The present invention provides a blood based method of predicting the clearance of drugs . The method comprises using DNA arrays for detecting mRNAs for multiple CYPs, drug metabolizing enzymes, and transporters in blood collectively termed here as ""drug clearance markers" .

The RNA materials can be prepared from a single peripheral blood sample. The RNA prepared from blood cells is reverse transcribed to form cDNAs which are then hybridized to the DNA arrays. The DNA arrays comprise discrete spots of specific nucleotide sequences for desired genes. Positive signals are taken as indicators of the presence of mRNAs . The presence of mRNAs in blood cells is correlated to the presence of mRNAs in liver, which in turn is correlated to the protein levels. From the data on protein level (or RNAs in blood cells or liver) , unbound internal drug clearance can be estimated by standard statistical models. This can then be used to determine individualized drug dosage.

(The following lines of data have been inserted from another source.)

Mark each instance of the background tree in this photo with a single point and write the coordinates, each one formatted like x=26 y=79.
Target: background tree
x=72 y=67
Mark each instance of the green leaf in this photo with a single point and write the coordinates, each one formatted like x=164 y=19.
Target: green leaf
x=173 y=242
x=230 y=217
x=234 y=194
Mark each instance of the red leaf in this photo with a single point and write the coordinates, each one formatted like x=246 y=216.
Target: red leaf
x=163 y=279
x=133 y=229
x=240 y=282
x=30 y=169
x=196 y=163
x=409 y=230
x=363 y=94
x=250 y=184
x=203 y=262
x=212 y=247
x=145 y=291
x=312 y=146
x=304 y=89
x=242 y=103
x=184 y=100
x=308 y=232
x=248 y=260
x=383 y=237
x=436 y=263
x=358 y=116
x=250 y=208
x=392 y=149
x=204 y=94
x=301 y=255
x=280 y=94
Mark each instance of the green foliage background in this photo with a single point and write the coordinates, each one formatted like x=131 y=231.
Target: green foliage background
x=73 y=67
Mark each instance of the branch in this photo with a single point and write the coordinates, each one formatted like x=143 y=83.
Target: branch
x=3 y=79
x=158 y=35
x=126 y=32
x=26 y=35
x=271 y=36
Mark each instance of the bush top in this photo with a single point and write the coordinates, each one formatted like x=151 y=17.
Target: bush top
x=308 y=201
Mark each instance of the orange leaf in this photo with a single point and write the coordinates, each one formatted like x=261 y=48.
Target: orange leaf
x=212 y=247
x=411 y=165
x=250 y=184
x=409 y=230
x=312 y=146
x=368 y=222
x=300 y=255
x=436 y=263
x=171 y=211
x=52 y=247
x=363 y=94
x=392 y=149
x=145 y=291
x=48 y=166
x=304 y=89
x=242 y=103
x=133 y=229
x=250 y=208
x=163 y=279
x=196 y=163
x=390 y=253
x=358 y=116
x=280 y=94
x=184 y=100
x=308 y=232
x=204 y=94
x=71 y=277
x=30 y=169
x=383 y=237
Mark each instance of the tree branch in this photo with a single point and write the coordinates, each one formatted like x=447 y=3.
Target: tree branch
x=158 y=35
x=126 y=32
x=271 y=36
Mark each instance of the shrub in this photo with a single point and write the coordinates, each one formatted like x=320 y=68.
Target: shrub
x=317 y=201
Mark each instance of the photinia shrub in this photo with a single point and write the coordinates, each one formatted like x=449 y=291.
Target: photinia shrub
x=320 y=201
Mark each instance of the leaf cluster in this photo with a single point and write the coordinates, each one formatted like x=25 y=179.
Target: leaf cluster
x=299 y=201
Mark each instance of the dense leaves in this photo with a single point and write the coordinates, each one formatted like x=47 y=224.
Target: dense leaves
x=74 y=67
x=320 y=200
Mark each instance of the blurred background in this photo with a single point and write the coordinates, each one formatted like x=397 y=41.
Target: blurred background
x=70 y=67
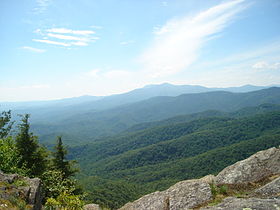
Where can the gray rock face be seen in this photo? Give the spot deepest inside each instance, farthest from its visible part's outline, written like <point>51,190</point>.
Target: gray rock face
<point>270,190</point>
<point>91,207</point>
<point>183,195</point>
<point>35,192</point>
<point>246,204</point>
<point>31,191</point>
<point>196,193</point>
<point>258,166</point>
<point>153,201</point>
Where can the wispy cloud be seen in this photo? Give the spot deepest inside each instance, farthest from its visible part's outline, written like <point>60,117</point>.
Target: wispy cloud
<point>51,42</point>
<point>262,65</point>
<point>70,31</point>
<point>36,86</point>
<point>164,3</point>
<point>42,6</point>
<point>127,42</point>
<point>177,44</point>
<point>32,49</point>
<point>66,37</point>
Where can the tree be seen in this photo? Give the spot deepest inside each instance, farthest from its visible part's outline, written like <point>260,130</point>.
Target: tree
<point>59,161</point>
<point>5,124</point>
<point>32,156</point>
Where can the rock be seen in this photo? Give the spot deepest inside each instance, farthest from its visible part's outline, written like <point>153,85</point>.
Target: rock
<point>153,201</point>
<point>35,193</point>
<point>183,195</point>
<point>258,166</point>
<point>188,194</point>
<point>208,179</point>
<point>246,204</point>
<point>30,191</point>
<point>91,207</point>
<point>270,190</point>
<point>10,178</point>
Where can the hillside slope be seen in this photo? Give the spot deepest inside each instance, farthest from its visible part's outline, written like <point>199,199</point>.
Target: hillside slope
<point>92,125</point>
<point>155,158</point>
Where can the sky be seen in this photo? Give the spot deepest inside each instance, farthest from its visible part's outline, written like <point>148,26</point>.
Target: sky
<point>52,49</point>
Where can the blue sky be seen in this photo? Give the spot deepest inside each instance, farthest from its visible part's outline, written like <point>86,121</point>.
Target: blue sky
<point>53,49</point>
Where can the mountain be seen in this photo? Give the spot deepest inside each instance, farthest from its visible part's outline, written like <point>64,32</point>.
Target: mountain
<point>157,157</point>
<point>258,175</point>
<point>89,125</point>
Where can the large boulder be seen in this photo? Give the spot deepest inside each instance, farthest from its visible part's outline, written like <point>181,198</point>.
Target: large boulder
<point>91,206</point>
<point>258,166</point>
<point>246,204</point>
<point>270,190</point>
<point>183,195</point>
<point>24,189</point>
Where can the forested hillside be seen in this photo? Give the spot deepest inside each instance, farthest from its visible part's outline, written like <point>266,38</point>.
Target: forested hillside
<point>90,125</point>
<point>153,158</point>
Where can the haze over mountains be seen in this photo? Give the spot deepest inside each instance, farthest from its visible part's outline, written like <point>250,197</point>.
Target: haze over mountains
<point>135,143</point>
<point>86,118</point>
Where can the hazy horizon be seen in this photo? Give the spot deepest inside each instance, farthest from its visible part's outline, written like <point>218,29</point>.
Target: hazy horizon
<point>61,49</point>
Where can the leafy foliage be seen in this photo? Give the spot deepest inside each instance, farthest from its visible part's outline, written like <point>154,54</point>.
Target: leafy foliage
<point>32,156</point>
<point>5,124</point>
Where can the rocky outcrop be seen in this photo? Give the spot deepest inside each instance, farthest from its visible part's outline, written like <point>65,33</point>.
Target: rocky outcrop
<point>91,207</point>
<point>18,190</point>
<point>198,193</point>
<point>246,204</point>
<point>270,190</point>
<point>185,194</point>
<point>258,166</point>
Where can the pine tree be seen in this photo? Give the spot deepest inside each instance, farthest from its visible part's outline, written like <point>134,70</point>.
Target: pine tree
<point>59,161</point>
<point>5,124</point>
<point>32,156</point>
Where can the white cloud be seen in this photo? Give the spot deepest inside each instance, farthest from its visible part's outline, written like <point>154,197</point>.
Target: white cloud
<point>127,42</point>
<point>176,45</point>
<point>37,86</point>
<point>42,6</point>
<point>51,42</point>
<point>93,73</point>
<point>70,31</point>
<point>66,37</point>
<point>32,49</point>
<point>164,3</point>
<point>264,65</point>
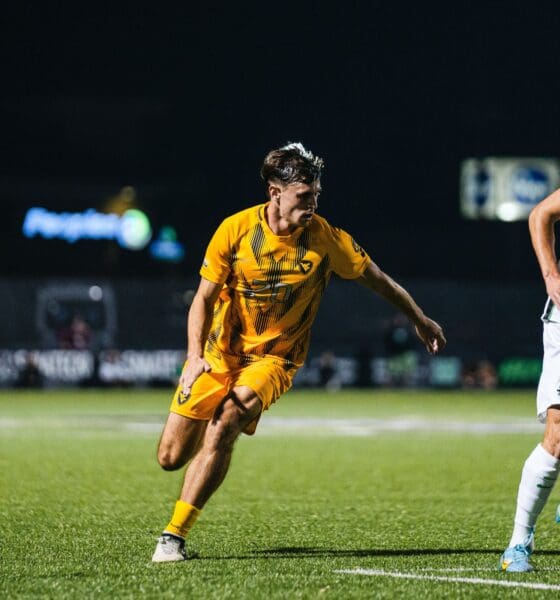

BRIEF DESCRIPTION OF THE DRAWINGS

Figure 1A is a representation of the raw image obtained from a phosphorimager from a human peripheral blood mononuclear cell RNA-derived sample following processing on a DNA array.

Figure IB is the processed image of figure 1A indicating that each filter contains two fields numbered 1 and 2 and each field is divided into 8 grids labeled from right to left as A-H, and each grid is organized into 30 rows and 12 columns.

Figure 2A is a representation of the correlation of the image intensity measured by the phosphorimager (DLU/mm²) versus the corresponding amount of radioactivity indicating linearity between the phosphoimager count and the amount of radioactivity on each standard with a correlation coefficient of 0.98 and the slope (1.8 xl0⁵±1068.8) .

Figure 2B is a representation of the correlation between each area obtained from phosphoimager of the standard 1 and the counts for the area on standard 2 with r value of 0:99.

Figure 3 is a plot of the normalized intensities from the two independent sets of analyses of the same phophorimage indicating a correlation coefficient of r = 0.99. The plot shows that the data obtained by the method of the present invention is reproducible.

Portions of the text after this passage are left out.